La gloriole va être de courte durée : ayant reçu sa Bible, Tom est invité à faire la démonstration de son savoir[AK 4] ; le juge lui demande le nom des deux premiers apôtres ; réponse de Tom : « David et Goliath[N 5] ! » Sur ce, écrit l'auteur : « Peut-être vaut-il mieux tirer sur la fin de cette scène le voile de la charité[C 8] »[TG 3].
Plus tard dans la matinée, Tom est assis sur le banc (pew) de l'église avec Sid, Mary et tante Polly. Parmi les fidèles se trouvent la veuve Douglas, le maire, le postier[TR 5]. Le sermon du révérend Sprague traîne en longueur et pour tromper son ennui, Tom s'amuse avec un lucane cerf-volant (pinchbug ou pinch-beetle) qui finit par le pincer et lui échapper[19]. Au milieu de la nef, l'insecte est repéré par un caniche (poodle) qui tente de le mordiller[AK 5] ; mais, bientôt, fatigué, le chien « bâilla, soupira et alla s’asseoir juste sur le cerf-volant[N 6] qu'il avait complètement oublié ! Aussitôt le malheureux poussa un hurlement de douleur et détala dans l'allée centrale[C 9] ». L'assistance garde tant bien que mal son sérieux, mais un rire sous cape accompagne chacune des phrases de l'homélie. La fin de l'office est un soulagement pour tous[TH 4].

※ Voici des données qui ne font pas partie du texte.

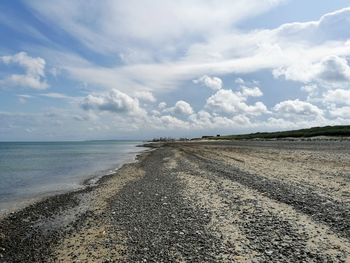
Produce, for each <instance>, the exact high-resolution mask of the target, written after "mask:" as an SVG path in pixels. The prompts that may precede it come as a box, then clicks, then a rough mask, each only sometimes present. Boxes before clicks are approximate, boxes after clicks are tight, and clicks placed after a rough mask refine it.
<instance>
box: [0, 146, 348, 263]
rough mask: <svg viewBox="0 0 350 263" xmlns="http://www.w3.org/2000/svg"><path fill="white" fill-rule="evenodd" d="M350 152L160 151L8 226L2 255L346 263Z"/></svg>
mask: <svg viewBox="0 0 350 263" xmlns="http://www.w3.org/2000/svg"><path fill="white" fill-rule="evenodd" d="M348 146H349V145H348V143H347V142H346V143H345V144H342V143H332V142H324V143H318V142H314V143H306V144H305V143H302V142H298V143H295V142H282V143H281V142H256V141H254V142H249V143H247V142H231V143H225V142H216V143H208V142H201V143H165V144H153V145H152V147H153V148H152V149H149V150H146V151H144V152H142V153H141V154H139V155H138V157H137V161H136V162H134V163H128V164H124V165H123V166H122V167H121V168H120V169H119V170H118V171H116V172H115V173H113V174H110V175H106V176H104V177H102V178H101V179H100V180H99V182H98V184H97V185H95V186H88V187H87V188H86V189H83V190H80V191H77V192H73V193H72V192H71V193H66V194H63V195H58V196H54V197H51V198H48V199H47V200H45V201H43V202H40V203H37V204H35V205H33V206H31V207H27V208H25V209H23V210H21V211H19V212H17V213H14V214H13V215H10V217H8V218H6V219H4V220H1V221H0V233H1V234H0V257H2V258H3V259H4V260H5V261H4V262H23V261H24V260H26V261H27V262H28V261H30V262H57V261H58V262H72V261H76V262H96V261H98V262H100V261H102V262H146V261H152V260H155V261H162V260H163V261H173V262H232V261H235V262H254V260H255V261H256V262H260V261H265V262H266V261H268V262H291V260H294V261H308V262H346V261H347V260H349V259H350V226H349V223H348V222H347V218H348V216H349V201H350V193H349V191H348V189H349V188H348V186H349V184H350V181H349V176H350V165H347V164H348V162H347V161H348V160H350V152H349V147H348ZM304 174H307V175H308V176H304ZM334 189H338V190H337V191H335V190H334ZM18 244H20V245H18ZM6 260H7V261H6ZM145 260H146V261H145ZM0 261H1V258H0Z"/></svg>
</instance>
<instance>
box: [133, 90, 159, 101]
mask: <svg viewBox="0 0 350 263" xmlns="http://www.w3.org/2000/svg"><path fill="white" fill-rule="evenodd" d="M135 97H136V98H138V99H139V100H141V101H145V102H156V101H157V100H156V98H155V97H154V96H153V94H152V92H150V91H146V90H141V91H136V92H135Z"/></svg>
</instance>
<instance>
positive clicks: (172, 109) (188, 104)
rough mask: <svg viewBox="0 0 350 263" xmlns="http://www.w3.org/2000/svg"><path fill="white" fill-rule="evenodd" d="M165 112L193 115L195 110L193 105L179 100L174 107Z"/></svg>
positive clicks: (167, 110) (165, 109) (187, 102)
mask: <svg viewBox="0 0 350 263" xmlns="http://www.w3.org/2000/svg"><path fill="white" fill-rule="evenodd" d="M164 111H165V112H171V113H174V114H179V115H191V114H192V113H193V109H192V107H191V105H190V104H189V103H188V102H186V101H183V100H179V101H178V102H176V103H175V106H174V107H170V108H167V109H165V110H164Z"/></svg>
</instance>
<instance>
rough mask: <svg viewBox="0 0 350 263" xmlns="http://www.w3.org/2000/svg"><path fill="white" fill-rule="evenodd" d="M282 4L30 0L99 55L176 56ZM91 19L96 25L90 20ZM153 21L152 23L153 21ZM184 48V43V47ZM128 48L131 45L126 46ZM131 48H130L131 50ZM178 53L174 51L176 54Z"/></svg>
mask: <svg viewBox="0 0 350 263" xmlns="http://www.w3.org/2000/svg"><path fill="white" fill-rule="evenodd" d="M280 2H282V1H281V0H251V1H249V2H247V1H244V0H235V1H231V0H204V1H203V0H190V1H189V0H179V1H176V2H174V1H172V0H144V1H142V2H140V1H138V0H129V1H122V0H107V1H103V2H102V3H101V1H97V0H94V1H89V2H88V3H86V2H84V1H69V0H63V1H61V2H60V5H59V6H57V3H56V2H55V1H52V0H51V1H50V0H48V1H45V2H43V1H40V0H30V1H29V0H28V1H26V3H27V4H28V6H30V7H31V8H32V9H33V10H34V11H35V12H37V14H38V15H40V16H41V17H43V18H44V19H46V20H48V21H51V22H53V23H55V24H57V25H58V26H60V27H61V28H63V29H64V30H66V31H67V32H68V33H69V34H71V36H73V37H75V38H77V39H79V40H80V41H81V43H82V44H84V45H86V46H87V47H89V48H91V49H92V50H94V51H96V52H102V53H103V52H115V53H118V54H119V53H124V52H125V51H124V50H123V49H125V47H127V49H130V48H132V49H133V50H136V49H140V48H138V45H137V44H136V45H135V43H143V44H144V45H143V46H147V47H150V48H153V47H154V46H156V47H158V48H161V49H160V50H158V52H159V53H164V52H165V53H168V52H174V50H172V48H171V47H172V46H175V45H174V44H175V43H176V44H177V46H181V44H186V42H188V41H191V38H192V37H193V36H197V35H201V36H203V35H208V36H209V35H211V34H215V33H216V32H217V31H218V30H223V29H230V28H231V27H232V25H233V24H236V23H238V22H240V21H242V20H243V19H246V18H249V17H252V16H254V15H257V14H260V13H262V12H265V11H267V10H269V9H270V8H272V7H274V6H276V5H278V4H279V3H280ZM91 17H94V18H95V19H93V20H91ZM150 18H151V19H150ZM181 42H185V43H181ZM127 44H130V45H127ZM130 46H131V47H130ZM175 51H176V50H175Z"/></svg>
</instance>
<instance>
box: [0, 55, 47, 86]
mask: <svg viewBox="0 0 350 263" xmlns="http://www.w3.org/2000/svg"><path fill="white" fill-rule="evenodd" d="M0 62H2V63H4V64H6V65H18V66H20V67H22V68H23V69H24V74H11V75H9V76H8V77H7V78H5V79H2V80H0V85H1V86H4V85H8V86H20V87H25V88H33V89H39V90H40V89H46V88H48V87H49V85H48V84H47V82H46V80H45V64H46V62H45V60H44V59H42V58H40V57H36V58H33V57H30V56H28V55H27V53H26V52H19V53H17V54H15V55H13V56H2V57H0Z"/></svg>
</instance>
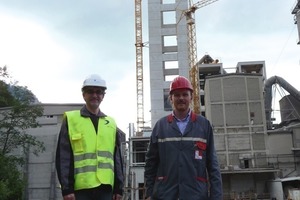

La troisième ligne narrative concerne surtout la complicité qui s'établit entre Tom et Huckleberry Finn (Huck)[AK 3].
Arrive le lundi matin. Tom cherche quelle maladie il pourrait simuler pour ne pas aller à l'école. Il feint d'avoir une dent branlante, mais tante Polly la lui arrache et il doit obtempérer[19]. Sur le chemin, il rencontre Huckleberry Finn qui se promène avec un chat mort. Twain décrit la dégaine du « paria juvénile du village[CCom 3] » :
« Huckleberry was always dressed in the cast–off clothes of full–grown men, and they were in perennial bloom and fluttering with rags. His hat was a vast ruin with a wide crescent lopped out of its brim; his coat, when he wore one, hung nearly to his heels and had the rearward buttons far down the back; but one suspender supported his trousers; the seat of the trousers bagged low and contained nothing, the fringed legs dragged in the dirt when not rolled up[TH 5]. »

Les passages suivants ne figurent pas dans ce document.